The impacts of climate change have worsened dramatically and more visibly in the past ten years —with extreme heat waves, droughts, and wildfires in Europe and USA; larger, more powerful, longer-lasting, and more lethal hurricanes over the Caribbean and southeastern United States; super typhoons in the western Pacific Ocean; severe drought and wildfires in California; an intensifying die-off of the Great Barrier Reef and other coral reefs around the world; and other impacts on planetary physical, chemical, and biological systems that threaten our health and lives, and the survival of countless other organisms that provide goods and services supporting all life, including human life, on Earth.
Our species has warmed the Earth’s surface on average by about 1 degree Centigrade over the last century and 15 of the 16 warmest years on record have occurred since the year 2000.

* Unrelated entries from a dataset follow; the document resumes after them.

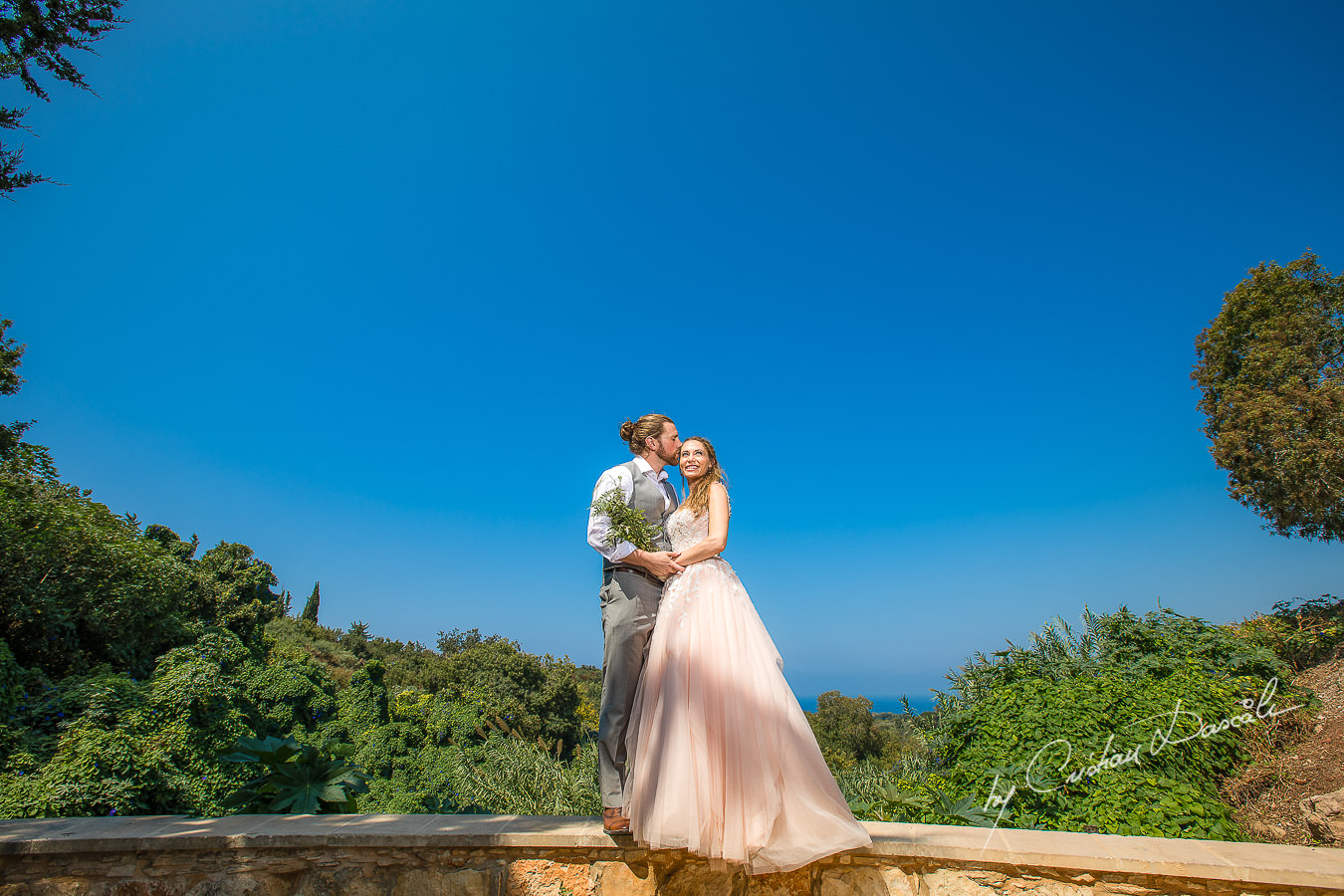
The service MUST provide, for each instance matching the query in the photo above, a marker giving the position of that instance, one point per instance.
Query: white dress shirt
(618, 476)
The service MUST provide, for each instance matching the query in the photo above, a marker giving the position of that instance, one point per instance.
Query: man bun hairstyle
(648, 426)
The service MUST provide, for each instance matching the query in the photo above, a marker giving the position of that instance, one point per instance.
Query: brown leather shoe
(614, 822)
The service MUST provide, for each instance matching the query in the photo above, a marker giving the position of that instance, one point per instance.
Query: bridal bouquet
(628, 524)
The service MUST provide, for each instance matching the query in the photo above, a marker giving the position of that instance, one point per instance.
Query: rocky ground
(1301, 758)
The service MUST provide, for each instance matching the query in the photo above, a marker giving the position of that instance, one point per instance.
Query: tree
(35, 34)
(315, 600)
(845, 730)
(16, 454)
(1271, 373)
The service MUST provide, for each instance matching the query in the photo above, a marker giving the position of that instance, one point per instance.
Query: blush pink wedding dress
(725, 764)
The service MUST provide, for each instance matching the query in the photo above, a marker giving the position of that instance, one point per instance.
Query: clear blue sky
(369, 287)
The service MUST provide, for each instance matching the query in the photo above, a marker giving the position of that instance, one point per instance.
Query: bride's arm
(718, 538)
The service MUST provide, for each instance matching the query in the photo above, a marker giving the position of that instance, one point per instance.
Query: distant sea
(879, 704)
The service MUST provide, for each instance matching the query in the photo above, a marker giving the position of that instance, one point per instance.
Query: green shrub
(1301, 631)
(296, 780)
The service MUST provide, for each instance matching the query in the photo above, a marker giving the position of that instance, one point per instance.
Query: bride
(725, 762)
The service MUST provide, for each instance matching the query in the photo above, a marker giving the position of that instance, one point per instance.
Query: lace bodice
(686, 530)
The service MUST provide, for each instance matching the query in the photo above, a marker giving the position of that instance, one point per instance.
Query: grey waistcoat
(648, 500)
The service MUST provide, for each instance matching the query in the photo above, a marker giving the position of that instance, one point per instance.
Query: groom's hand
(660, 563)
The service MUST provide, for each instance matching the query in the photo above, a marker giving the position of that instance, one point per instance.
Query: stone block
(442, 883)
(50, 887)
(855, 881)
(1113, 888)
(956, 883)
(140, 887)
(698, 879)
(624, 879)
(241, 885)
(340, 881)
(545, 877)
(902, 883)
(1325, 817)
(795, 883)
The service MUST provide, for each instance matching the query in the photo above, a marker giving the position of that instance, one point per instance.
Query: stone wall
(527, 856)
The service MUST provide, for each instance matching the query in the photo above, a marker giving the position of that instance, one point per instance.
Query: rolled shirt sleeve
(599, 523)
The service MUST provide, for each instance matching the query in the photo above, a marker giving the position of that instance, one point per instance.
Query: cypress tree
(314, 600)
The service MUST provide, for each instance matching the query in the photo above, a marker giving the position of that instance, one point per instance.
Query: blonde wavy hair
(698, 497)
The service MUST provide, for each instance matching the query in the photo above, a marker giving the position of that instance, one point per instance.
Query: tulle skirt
(725, 764)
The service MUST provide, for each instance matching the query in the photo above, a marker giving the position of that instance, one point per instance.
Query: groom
(632, 585)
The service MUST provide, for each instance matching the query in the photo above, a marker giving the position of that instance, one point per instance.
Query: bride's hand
(661, 563)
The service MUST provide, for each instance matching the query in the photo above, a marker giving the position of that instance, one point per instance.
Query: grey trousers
(629, 610)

If we don’t reverse the course we are on we are talking about a world I believe we would have trouble recognizing.
A world where life will become dangerous and challenging.

The evidence is overwhelming that we are facing a medical emergency exponentially more catastrophic in scope, magnitude, and duration than any our species has ever faced.

How can we as senior scientists, old physicians and experienced professionals help others understand this danger?

We rely on you, young scientists, young physicians, young professionals, on your competence, on your enthusiasm, on your courage.

The increasing inequalities that we are storing up for our children and grandchildren are simply wrong and are largely preventable with knowledge we already have if we chose to use it.
We have no right to use resources so profligately today that we endanger the fundamental bases of health and justice for people today or tomorrow.

Together we need to use our voice and influence to ensure that, on our watch, we leave a legacy we can be proud of.

I hope you will. I am sure you will.